An official release from what is left of the AAF delivered the solemn news:
“We are deeply disappointed to be taking this action. The AAF was created to be a dynamic, developmental professional football league powered by an unprecedented alliance between players, fans and the game. The AAF strove to create new opportunities for talented players, coaches, executives and officials while providing an exciting experience for fans. We are proud of the fact that our teams and players delivered on that goal.
“We thank our players, coaches and employees for their commitment to the game of football and to this venture. Our fans believed in the AAF from the beginning, and we thank them for their support. We are hopeful that our players, coaches and others will find opportunities to pursue their football dreams in the future.
“The AAF is committed to ensuring that our bankruptcy proceeds in an efficient and orderly manner.
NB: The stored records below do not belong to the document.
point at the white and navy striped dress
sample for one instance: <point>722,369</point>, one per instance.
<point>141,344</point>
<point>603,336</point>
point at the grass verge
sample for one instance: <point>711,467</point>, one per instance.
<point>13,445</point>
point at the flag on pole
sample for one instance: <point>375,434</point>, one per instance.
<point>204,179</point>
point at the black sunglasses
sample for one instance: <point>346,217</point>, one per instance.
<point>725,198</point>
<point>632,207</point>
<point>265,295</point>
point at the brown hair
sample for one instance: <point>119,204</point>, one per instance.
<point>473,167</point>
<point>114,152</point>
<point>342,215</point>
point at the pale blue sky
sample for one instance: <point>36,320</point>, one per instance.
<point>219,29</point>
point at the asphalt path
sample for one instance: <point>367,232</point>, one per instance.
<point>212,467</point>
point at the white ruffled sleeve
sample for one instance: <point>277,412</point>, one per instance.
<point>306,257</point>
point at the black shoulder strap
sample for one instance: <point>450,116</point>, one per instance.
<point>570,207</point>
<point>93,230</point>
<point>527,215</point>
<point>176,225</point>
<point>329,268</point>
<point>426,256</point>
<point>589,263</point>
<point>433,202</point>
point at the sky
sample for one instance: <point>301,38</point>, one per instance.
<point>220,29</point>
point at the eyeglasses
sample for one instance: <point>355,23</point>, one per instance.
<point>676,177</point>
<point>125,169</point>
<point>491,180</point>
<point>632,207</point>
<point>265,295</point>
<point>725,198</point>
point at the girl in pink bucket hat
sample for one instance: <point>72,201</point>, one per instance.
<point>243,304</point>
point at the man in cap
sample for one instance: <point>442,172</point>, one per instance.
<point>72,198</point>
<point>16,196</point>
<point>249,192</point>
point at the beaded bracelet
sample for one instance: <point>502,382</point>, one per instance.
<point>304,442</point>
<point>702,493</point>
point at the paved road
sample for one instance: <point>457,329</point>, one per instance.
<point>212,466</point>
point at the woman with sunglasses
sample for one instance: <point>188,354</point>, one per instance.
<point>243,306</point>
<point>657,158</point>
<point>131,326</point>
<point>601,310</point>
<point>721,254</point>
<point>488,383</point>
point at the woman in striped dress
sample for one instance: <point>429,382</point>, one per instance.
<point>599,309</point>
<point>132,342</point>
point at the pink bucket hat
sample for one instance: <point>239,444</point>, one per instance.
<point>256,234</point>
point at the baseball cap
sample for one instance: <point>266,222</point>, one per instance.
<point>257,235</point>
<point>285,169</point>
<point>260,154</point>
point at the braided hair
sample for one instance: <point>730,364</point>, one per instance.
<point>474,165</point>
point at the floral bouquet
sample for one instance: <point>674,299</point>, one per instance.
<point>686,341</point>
Pursuant to the bankruptcy laws, a trustee will be empowered to resolve all matters related to the AAF’s remaining assets and liabilities, including ongoing matters related to player contracts.”
I think most of use realized it was already gone, but filing for bankruptcy now means all future Alliance games will be played in court, and it’ll be a no-win situation for the latest spring gridiron upstart to flame out.
What a mess.
When the league had its rollout last year I bragged about what a first-class operation it seemed to be and how co-founders Charlie Ebersol and Bill Polian were saying and doing all the right things.
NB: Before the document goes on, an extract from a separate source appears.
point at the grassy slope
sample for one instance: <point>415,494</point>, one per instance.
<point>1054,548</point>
They told us there was enough funding to ensure three seasons without another dime coming in and I believed them because, apparently, I still have a blind spot when it comes to my own gullibility.
Instead, this league was on shaky ground from the get-go and never had much of a chance.
Carolina Hurricanes owner Tom Dundon was brought in to effectively take over the league early in the season (reportedly pledging $250 million), and Ebersol insisted it was an investment, not a bailout.
I bought it, and that was stupid on my part.
When there are reports that a league needs an infusion of cash to survive, those reports usually have some substance.
Knowing what we know now, had Dundon not come aboard it would’ve likely died after a couple of weeks instead of eight (it closed shop with two weeks of the regular season remaining).
And then when Dundon couldn’t work out a deal with the NFL to make the AAF its official developmental league, he pulled the plug before more of his money went down the drain.
In the bankruptcy filings (first reported by Front Office Sports), we learn that the league claims assets of $11.3 million and liabilities totaling $48.3 million.
On the bright side, the league still has $536,160.68 in cash.
(Just kidding … there is no bright side. This is a disaster).
Throw in the fact that former employees and some players have filed lawsuits against league officials (the word “fraud” seems to come up a lot) and you’re left with an organization that will ultimately be remembered for failing its workers, partners and fans.
The NFL has already signed several former AAF players, which is great. And hopefully soon the Canadian Football League will be able to do the same.
The Alliance of American Football was a second chance circuit, and in that respect it served its purpose for those who are moving on and moving up.
But in the annals of professional sports, it’ll go down as just another league destined to die young.